I found what David Letterman said about Sept.11 very poignant and true. I am paraphrasing. Something like "we are told this act was performed by some religious zealots. They did it in the name of religion. How will that ever make any goddamned sense?"
I have seen many of the online movies regarding other motives and scenarios regarding the World Trade Centers' collapse. Some seem to have compelling evidence. However, it is unfathomable that they are true. It is easier to believe, although unbelievably absurd, that the attacks were in the name of religion.
In my insignificant life...
Hand delivered my proposal mail this morning. I feel relieved and excited. I also feel afraid as I have received very little feedback on it other than Lana proofreading a draft or so ago for grammar. I think it is interesting and well-done. However, I am afraid I have missed something huge, or something along the lines of 'they are going to find out' I am not smart.
Taught 2 swimmings this morning. Have 2 this afternoon. I have 8 hours of clients tomorrow. Got done with my proposal just in time. It is challenging for me to be positive, authoritative, watchful, and relaxed simultaneously. Especially while trying to learn 120 names. It all comes together after a couple of weeks, but the first few are intense.
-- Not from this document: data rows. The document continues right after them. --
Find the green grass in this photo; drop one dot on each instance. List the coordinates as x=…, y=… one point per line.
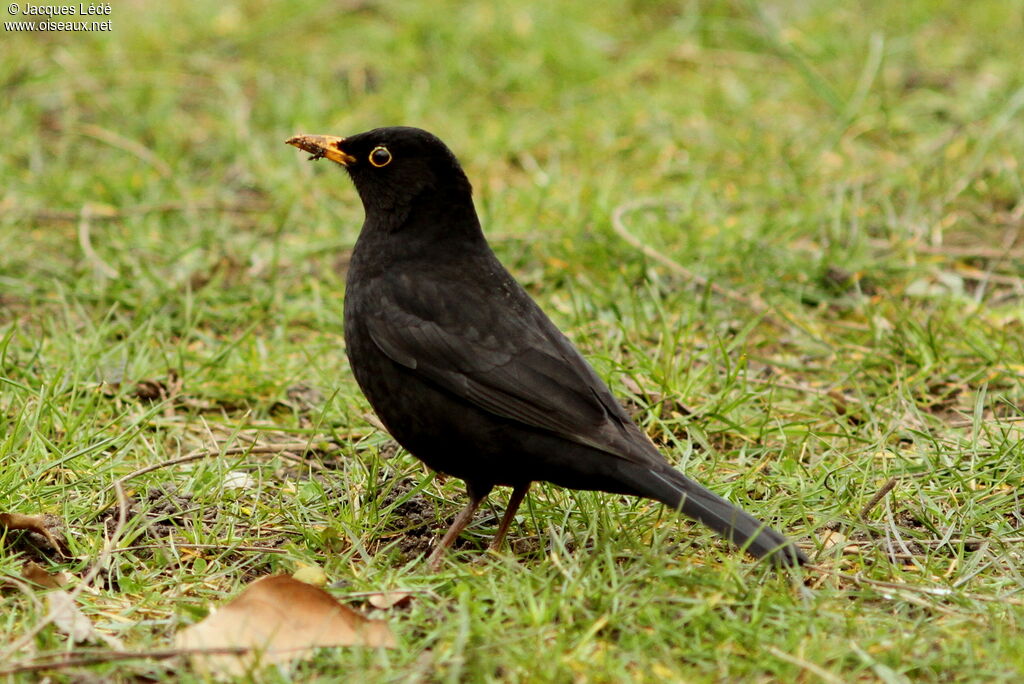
x=854, y=166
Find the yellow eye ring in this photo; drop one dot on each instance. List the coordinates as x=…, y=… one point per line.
x=380, y=156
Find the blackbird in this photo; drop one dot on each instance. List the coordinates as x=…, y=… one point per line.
x=465, y=370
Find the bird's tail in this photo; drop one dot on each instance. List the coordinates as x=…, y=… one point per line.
x=675, y=489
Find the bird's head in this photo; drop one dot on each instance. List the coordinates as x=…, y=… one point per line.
x=392, y=168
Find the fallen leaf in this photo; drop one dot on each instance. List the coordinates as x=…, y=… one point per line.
x=385, y=600
x=32, y=523
x=239, y=480
x=69, y=618
x=311, y=574
x=281, y=620
x=39, y=575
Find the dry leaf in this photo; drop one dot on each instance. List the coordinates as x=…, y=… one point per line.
x=834, y=538
x=385, y=600
x=32, y=523
x=69, y=618
x=38, y=575
x=311, y=574
x=282, y=620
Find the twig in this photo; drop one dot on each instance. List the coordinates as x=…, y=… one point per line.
x=801, y=663
x=930, y=591
x=59, y=216
x=101, y=560
x=753, y=301
x=208, y=453
x=128, y=145
x=85, y=243
x=956, y=541
x=72, y=659
x=886, y=488
x=995, y=419
x=952, y=251
x=221, y=547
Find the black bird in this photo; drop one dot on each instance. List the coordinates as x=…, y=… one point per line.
x=465, y=370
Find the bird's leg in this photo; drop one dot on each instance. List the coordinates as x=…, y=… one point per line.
x=518, y=494
x=461, y=520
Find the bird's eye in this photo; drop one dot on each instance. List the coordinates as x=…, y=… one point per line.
x=380, y=157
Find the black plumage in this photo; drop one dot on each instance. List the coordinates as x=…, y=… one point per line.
x=465, y=370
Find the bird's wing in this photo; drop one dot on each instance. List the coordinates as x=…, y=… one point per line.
x=509, y=360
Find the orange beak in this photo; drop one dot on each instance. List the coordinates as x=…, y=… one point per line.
x=321, y=146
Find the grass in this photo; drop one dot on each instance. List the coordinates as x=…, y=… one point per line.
x=854, y=167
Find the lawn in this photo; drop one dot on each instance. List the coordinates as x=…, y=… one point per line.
x=788, y=234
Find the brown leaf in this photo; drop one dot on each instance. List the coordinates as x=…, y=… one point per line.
x=32, y=523
x=385, y=600
x=69, y=618
x=38, y=575
x=281, y=618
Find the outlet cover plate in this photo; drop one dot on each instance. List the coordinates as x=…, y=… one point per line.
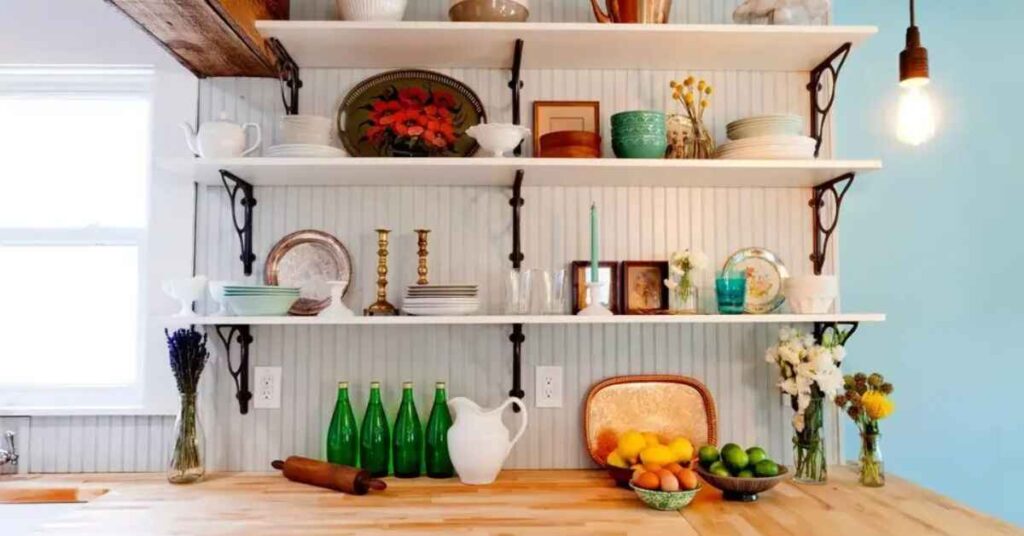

I am REALLY trying to maintain an attitude of service and gratitude. I remember each morning, then I realize mid-way through the day that I have forgotten. I can't believe I am still human. It seems after practicing this for 10 years or so I would be sweeter, calmer, and more perfect. If I were perfect, I wouldn't need God's help. I think that perfectionism has been the most plaguing character defect ever. It permeates every aspect of my life. The BB says the worst culprit is fear. I suppose perfectionism is rooted in fear. OK, I'm done.